Popular English voices: aura-2-thalia-en, aura-2-andromeda-en, aura-2-janus-en, aura-2-proteus-en, aura-2-orion-en, aura-2-luna-en, aura-2-arcas-en, aura-2-athena-en, aura-2-helios-en, aura-2-zeus-en, and 30 more.

Spanish voices: aura-2-sirio-es, aura-2-nestor-es, aura-2-carina-es, aura-2-celeste-es, aura-2-alvaro-es, aura-2-diana-es, aura-2-aquila-es, aura-2-selena-es, aura-2-estrella-es, aura-2-javier-es.

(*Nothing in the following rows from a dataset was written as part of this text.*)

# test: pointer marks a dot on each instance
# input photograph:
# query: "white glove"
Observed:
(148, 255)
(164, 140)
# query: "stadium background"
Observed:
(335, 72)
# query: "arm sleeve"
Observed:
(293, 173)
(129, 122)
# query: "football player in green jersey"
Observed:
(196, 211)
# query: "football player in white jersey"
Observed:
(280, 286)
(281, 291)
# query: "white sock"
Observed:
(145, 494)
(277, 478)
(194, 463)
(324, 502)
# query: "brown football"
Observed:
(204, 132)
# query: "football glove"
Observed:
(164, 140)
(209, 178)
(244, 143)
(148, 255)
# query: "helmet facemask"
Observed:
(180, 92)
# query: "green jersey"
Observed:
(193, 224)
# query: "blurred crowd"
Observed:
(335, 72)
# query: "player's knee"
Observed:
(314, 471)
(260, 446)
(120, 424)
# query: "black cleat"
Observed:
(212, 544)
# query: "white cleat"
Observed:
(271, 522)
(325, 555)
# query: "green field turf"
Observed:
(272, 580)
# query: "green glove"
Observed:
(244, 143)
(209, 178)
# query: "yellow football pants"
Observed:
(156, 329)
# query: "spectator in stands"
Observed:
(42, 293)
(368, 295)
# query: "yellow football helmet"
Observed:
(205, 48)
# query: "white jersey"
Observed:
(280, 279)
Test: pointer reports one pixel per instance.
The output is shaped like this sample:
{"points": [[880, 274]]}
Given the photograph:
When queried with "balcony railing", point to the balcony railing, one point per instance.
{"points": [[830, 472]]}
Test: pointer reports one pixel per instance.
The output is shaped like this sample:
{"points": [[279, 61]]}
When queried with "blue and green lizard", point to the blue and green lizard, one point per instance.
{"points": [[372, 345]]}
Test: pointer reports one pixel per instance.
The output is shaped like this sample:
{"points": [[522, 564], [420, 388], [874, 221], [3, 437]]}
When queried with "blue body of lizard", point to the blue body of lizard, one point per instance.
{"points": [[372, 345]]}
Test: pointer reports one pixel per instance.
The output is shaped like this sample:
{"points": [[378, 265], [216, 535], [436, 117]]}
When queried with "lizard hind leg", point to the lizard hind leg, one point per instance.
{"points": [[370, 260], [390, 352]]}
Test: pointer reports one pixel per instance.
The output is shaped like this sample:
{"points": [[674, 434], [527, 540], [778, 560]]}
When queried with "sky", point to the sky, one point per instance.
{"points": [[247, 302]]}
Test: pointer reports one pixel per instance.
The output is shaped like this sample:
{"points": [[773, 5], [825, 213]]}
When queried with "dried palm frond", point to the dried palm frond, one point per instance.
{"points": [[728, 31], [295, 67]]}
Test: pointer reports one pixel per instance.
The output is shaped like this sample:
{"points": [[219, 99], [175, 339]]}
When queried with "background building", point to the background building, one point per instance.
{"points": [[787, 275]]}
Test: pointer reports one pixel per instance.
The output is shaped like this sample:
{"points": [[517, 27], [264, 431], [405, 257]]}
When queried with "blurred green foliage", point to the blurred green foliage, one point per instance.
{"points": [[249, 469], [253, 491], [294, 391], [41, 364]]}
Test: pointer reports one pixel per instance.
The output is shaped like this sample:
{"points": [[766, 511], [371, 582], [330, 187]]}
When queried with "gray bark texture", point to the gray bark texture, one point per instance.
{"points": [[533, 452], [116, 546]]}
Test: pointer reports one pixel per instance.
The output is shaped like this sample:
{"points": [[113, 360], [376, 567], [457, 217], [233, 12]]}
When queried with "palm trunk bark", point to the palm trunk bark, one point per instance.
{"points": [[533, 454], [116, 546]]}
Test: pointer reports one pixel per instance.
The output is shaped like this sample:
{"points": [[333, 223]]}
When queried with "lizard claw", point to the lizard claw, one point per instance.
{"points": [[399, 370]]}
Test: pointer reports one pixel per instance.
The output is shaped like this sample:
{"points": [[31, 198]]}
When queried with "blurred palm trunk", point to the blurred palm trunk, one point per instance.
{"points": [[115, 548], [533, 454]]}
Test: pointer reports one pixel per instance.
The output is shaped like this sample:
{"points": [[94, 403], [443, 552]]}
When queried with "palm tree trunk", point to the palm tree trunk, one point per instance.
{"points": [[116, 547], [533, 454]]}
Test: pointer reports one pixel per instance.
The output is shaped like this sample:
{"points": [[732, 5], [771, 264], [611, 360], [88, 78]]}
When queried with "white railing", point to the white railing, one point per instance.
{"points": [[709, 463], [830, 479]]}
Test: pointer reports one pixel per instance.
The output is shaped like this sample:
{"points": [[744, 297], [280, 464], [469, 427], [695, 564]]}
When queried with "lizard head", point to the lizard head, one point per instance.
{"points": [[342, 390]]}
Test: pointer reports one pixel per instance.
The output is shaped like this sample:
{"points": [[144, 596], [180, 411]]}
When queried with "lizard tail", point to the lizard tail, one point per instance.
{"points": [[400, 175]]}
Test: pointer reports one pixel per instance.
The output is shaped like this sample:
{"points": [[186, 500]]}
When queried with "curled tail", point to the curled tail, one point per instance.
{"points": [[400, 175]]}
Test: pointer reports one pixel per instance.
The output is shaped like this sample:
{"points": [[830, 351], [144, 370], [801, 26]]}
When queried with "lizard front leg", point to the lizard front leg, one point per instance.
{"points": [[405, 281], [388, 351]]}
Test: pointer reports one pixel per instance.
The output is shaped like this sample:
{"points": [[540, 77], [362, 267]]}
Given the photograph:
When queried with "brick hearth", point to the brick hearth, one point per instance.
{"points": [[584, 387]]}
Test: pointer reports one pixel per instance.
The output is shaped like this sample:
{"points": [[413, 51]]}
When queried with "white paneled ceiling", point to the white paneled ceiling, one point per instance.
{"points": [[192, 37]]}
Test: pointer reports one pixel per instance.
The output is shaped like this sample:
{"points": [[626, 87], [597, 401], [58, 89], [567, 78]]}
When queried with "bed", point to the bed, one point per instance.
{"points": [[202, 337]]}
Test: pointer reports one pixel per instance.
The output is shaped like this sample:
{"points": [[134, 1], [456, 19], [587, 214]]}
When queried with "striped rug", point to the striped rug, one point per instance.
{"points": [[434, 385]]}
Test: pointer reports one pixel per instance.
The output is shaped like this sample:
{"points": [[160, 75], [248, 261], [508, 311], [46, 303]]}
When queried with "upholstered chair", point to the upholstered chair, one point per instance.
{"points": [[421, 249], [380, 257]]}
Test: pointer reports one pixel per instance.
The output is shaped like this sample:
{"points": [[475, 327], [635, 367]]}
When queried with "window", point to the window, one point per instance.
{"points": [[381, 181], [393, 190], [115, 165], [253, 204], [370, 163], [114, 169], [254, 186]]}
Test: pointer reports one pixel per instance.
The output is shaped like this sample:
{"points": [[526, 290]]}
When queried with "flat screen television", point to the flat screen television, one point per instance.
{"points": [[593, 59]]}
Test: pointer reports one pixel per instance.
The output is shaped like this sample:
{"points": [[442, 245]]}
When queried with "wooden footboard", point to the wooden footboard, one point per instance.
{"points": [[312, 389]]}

Aura 1 (legacy) — 12 English voices:

aura-asteria-en, aura-luna-en, aura-stella-en, aura-athena-en, aura-hera-en, aura-orion-en, aura-arcas-en, aura-perseus-en, aura-angus-en, aura-orpheus-en, aura-helios-en, aura-zeus-en. Use Aura 1 only if you need a specific voice that did not carry over to Aura 2.

Complete example

import { CompositeVoice, MicrophoneInput, DeepgramSTT, AnthropicLLM, DeepgramTTS, BrowserAudioOutput } from '@lukeocodes/composite-voice';

const tts = new DeepgramTTS({
  proxyUrl: '/api/proxy/deepgram',
  voice: 'aura-2-andromeda-en',
  sampleRate: 24000,
  outputFormat: 'linear16',
});

const voice = new CompositeVoice({
  providers: [
    new MicrophoneInput(),
    new DeepgramSTT({ proxyUrl: '/api/proxy/deepgram' }),
    new AnthropicLLM({
      proxyUrl: '/api/proxy/anthropic',
      model: 'claude-haiku-4-5',
    }),
    tts,
    new BrowserAudioOutput(),
  ],
  logging: { enabled: true, level: 'debug' },
});

voice.on('tts.start', () => console.log('Speaking...'));
voice.on('tts.end', () => console.log('Done speaking'));

await voice.initialize();
await voice.startListening();

Streaming lifecycle

DeepgramTTS extends LiveTTSProvider. When used inside a CompositeVoice pipeline, the SDK manages the full lifecycle automatically. For standalone use:

const tts = new DeepgramTTS({
  proxyUrl: '/api/proxy/deepgram',
  voice: 'aura-2-thalia-en',
});

await tts.initialize();     // Validate configuration
await tts.connect();         // Open WebSocket

tts.onAudio((chunk) => {
  // chunk.data is an ArrayBuffer of linear16 PCM audio
  // chunk.metadata contains sampleRate, encoding, channels, bitDepth
});

tts.sendText('Hello, world!');
await tts.finalize();        // Flush remaining audio
await tts.disconnect();      // Close WebSocket

Tips

Use proxyUrl in production to keep your API key server-side. Pass apiKey only during local development.
Aura 2 voices deliver better quality than Aura 1. Use aura-2-thalia-en as a starting point.
DeepgramTTS uses raw native WebSocket, not @deepgram/sdk. No extra packages to install.
DeepgramTTS emits metadata events with sample rate and encoding information. Use these to configure downstream audio processing.